NAPOLI – Non volevano ucciderlo, altrimenti probabilmente ci sarebbero riusciti senza grossi ostacoli. Ma volevano dargli una lezione. Incutergli timore. Sì, ma perché? La prima ipotesi porta al solco della criminalità organizzata dei vicoli. Ed è un’ipotesi alimentata, anzitutto, dal profilo della vittima. Un commando di fuoco ha compiuto una spedizione punitiva contro Pietro Savio, 36 anni, figlio del boss redento Mario Savio. Il 36enne si trovava in vico Canale a Taverna Penta, nel cuore dei Quartieri Spagnoli, quando due uomini su una moto hanno fatto fuoco. Una, due, cinque volte. Un proiettile lo ha centrato al gluteo. Quindi la corsa in ospedale, quello più vicino, il presidio sanitario di riferimento degli abitanti del ‘ventre molle’ della città: il Vecchio Pellegrini. Dal nosocomio è partita subito la segnalazione alle forze dell’ordine. Sul posto si sono portati gli agenti del vicino commissariato Montecalvario. Gli stessi impegnati a risolvere l’ennesimo rebus investigativo di una città che, ancora una volta, mostra il suo volto più crudele e spietato.
Riavvolgiamo il nastro. Sono circa le 22 di domenica. I Quartieri Spagnoli sono affollati come sempre. Il solito fiume di persone, clienti dei tanti locali che hanno cambiato faccia alla zona. Savio è in strada. Dal nulla spunta una moto. Le due ruote si avvicinano sempre più a un uomo. E’ il preludio di quella che sarà l’ennesima notte di sangue. I due centauri aprono il fuoco e un proiettile colpisce Savio al gluteo destro. La pallottola, ritenuta, non riduce comunque il bersaglio in pericolo di vita. Tutto intorno, intanto, è il fuggi fuggi generale. Un’azione di fuoco compiuta in pieno centro e in piena movida. Purtroppo, un copione che si ripete a Napoli. Facendo un salto alle indagini, quel che è certo, al momento è che sono almeno due le pistole che hanno fatto fuoco. Una certezza che arriva direttamente dalla questura: da via Medina, infatti, fanno sapere che i bossoli ritrovati sull’asfalto di vico Canale a Taverna Penta sono di diverso calibro.

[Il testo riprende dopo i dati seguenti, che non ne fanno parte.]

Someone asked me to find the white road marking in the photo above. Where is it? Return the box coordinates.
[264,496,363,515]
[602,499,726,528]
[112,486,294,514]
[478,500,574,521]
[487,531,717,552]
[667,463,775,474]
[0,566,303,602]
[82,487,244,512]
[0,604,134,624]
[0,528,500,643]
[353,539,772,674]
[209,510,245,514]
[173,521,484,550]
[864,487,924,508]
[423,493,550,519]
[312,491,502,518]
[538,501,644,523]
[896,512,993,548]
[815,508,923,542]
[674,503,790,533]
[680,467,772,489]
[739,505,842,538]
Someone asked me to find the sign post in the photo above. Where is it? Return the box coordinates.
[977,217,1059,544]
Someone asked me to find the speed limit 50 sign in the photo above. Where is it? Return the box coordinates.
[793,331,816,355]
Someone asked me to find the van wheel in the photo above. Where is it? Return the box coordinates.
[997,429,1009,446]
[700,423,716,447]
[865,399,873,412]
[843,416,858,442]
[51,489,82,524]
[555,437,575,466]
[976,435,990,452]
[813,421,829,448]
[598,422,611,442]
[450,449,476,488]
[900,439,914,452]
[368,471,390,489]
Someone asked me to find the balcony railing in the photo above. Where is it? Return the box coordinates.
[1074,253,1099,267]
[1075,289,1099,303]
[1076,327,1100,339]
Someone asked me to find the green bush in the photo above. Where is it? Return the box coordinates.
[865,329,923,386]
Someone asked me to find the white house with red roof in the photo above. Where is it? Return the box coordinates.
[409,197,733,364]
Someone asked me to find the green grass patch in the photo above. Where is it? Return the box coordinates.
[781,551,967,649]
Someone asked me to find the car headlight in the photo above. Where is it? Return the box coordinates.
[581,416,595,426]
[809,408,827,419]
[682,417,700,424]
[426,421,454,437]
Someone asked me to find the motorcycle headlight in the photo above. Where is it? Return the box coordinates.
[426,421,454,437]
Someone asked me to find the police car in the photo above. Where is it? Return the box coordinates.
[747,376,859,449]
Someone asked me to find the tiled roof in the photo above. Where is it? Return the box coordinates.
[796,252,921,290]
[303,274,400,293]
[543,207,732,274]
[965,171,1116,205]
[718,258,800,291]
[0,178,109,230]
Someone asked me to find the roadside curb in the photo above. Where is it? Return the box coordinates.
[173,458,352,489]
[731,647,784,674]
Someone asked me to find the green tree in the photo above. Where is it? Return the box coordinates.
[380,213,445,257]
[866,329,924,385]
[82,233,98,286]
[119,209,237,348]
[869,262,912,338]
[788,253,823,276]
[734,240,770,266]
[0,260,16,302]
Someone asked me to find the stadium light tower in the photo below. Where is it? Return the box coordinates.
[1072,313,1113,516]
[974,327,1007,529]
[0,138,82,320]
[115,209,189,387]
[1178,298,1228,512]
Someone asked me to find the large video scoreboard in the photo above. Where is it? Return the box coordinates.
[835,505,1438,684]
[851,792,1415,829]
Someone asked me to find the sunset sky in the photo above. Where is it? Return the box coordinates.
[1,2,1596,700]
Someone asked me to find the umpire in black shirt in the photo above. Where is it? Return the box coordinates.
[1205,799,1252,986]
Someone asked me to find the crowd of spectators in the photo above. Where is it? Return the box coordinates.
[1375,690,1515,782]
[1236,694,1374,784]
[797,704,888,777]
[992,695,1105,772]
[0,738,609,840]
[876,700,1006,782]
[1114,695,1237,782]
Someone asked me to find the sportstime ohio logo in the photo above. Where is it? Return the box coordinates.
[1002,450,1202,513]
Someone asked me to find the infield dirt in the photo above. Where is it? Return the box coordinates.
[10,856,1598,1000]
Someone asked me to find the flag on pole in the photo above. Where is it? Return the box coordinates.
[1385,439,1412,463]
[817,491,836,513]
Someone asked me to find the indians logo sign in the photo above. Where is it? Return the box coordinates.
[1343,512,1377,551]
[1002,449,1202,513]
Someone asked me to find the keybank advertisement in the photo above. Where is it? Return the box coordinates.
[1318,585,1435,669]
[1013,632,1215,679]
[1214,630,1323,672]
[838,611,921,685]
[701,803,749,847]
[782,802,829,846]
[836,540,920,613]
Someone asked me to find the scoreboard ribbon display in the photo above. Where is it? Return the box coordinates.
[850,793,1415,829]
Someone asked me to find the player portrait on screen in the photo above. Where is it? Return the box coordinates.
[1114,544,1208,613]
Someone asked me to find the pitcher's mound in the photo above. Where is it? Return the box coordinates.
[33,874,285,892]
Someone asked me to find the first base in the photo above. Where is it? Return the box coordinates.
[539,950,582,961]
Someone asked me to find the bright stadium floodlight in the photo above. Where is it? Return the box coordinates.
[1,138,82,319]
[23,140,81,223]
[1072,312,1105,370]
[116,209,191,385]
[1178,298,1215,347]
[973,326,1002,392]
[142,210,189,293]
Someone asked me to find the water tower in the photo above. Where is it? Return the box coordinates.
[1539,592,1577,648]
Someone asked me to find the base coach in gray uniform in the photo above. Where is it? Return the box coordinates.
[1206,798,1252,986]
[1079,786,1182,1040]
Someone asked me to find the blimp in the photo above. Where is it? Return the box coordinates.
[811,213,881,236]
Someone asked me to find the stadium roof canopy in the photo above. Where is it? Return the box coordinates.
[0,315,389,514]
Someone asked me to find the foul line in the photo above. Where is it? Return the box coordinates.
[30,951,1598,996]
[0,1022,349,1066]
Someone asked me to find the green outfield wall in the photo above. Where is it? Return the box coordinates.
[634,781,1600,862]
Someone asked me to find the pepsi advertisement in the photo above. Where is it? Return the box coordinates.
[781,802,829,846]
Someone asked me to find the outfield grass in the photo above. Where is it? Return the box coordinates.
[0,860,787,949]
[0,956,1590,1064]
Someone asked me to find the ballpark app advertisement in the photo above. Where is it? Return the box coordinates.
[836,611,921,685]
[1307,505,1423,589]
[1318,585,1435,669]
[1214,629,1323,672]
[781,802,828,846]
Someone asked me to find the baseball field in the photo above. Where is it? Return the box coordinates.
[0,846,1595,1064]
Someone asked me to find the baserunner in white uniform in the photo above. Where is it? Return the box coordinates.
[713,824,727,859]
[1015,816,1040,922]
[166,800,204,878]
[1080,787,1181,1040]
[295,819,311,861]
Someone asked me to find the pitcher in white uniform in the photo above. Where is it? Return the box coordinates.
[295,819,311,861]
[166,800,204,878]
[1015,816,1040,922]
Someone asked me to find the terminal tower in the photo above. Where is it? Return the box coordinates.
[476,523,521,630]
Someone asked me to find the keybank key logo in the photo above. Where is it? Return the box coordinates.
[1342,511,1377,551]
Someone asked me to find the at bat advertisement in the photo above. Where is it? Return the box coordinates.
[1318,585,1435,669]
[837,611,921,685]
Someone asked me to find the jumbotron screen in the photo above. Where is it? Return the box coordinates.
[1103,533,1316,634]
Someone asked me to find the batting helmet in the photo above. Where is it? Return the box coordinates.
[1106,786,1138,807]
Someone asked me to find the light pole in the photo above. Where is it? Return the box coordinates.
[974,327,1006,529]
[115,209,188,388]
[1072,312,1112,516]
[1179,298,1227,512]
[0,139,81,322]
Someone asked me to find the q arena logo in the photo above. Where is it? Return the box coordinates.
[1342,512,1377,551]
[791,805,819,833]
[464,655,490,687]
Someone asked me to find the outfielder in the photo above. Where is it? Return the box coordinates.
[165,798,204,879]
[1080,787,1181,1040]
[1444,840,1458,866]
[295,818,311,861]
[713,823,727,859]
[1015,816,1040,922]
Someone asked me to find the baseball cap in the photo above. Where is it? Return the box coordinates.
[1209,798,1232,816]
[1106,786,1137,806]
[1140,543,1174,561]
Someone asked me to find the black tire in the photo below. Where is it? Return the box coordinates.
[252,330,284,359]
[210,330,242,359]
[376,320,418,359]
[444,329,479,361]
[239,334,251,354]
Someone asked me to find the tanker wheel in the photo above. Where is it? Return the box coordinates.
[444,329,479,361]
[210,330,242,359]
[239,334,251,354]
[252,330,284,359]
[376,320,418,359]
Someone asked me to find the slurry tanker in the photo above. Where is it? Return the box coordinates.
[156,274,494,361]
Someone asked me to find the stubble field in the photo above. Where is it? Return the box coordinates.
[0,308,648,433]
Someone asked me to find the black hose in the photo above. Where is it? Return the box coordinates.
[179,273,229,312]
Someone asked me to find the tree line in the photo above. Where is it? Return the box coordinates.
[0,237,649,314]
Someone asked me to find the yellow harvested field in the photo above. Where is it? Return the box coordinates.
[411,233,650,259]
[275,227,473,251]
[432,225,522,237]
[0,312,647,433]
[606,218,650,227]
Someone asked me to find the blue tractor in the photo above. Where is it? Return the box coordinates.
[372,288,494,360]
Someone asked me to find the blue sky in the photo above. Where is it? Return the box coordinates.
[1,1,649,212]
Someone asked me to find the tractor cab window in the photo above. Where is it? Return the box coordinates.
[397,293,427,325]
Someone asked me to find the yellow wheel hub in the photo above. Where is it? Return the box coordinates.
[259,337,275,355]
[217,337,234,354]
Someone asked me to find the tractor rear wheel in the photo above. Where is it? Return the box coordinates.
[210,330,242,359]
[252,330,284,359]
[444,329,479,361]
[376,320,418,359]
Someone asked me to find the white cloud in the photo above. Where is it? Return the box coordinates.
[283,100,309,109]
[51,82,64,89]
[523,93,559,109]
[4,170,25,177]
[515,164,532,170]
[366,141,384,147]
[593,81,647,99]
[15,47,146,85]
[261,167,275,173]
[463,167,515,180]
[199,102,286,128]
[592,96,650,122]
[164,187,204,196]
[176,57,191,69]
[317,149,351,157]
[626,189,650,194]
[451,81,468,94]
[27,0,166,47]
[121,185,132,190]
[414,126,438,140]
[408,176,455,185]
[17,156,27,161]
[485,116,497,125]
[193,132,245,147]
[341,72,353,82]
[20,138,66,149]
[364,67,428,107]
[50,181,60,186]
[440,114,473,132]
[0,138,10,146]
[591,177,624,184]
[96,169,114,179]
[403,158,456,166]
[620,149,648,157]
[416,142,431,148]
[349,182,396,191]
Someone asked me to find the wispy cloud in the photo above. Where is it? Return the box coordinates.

Ma chi ha voluto punire Savio? Chi ha voluto recapitargli l’ultimatum? Riavvolgiamo di nuovo il nastro. E’ il 25 marzo quando un commando di fuoco porta a termine un raid di piombo contro l’abitazione del 36enne. In quegli ambienti, finalità e moventi di tali azioni sono noti sia a chi le compie che a chi le subisce. Fresco di scarcerazione (è tornato in libertà a settembre, dopo un periodo di detenzione a Sulmona) il suo cognome, tra i vicoli, è di quelli che fa rumore. I Savio, infatti, sono storici alleati dei Ricci, estensione dei Saltalamacchia, a loro volta espressione, ai Quartieri Spagnoli, della potente Alleanza di Secondigliano, il cartello criminale che, secondo la Direzione distrettuale antimafia, controlla la fetta più vasta del territorio napoletano e di quello della provincia. Suo padre Mario sconta l’ergastolo per omicidio. Risulta fin troppo intuitiva l’ipotesi investigativa che lega l’episodio di marzo alla spedizione punitiva di domenica sera. Ma chi ha messo Savio nel mirino? E perché? Interrogativi che gli investigatori della polizia stanno provando a risolvere in queste ore.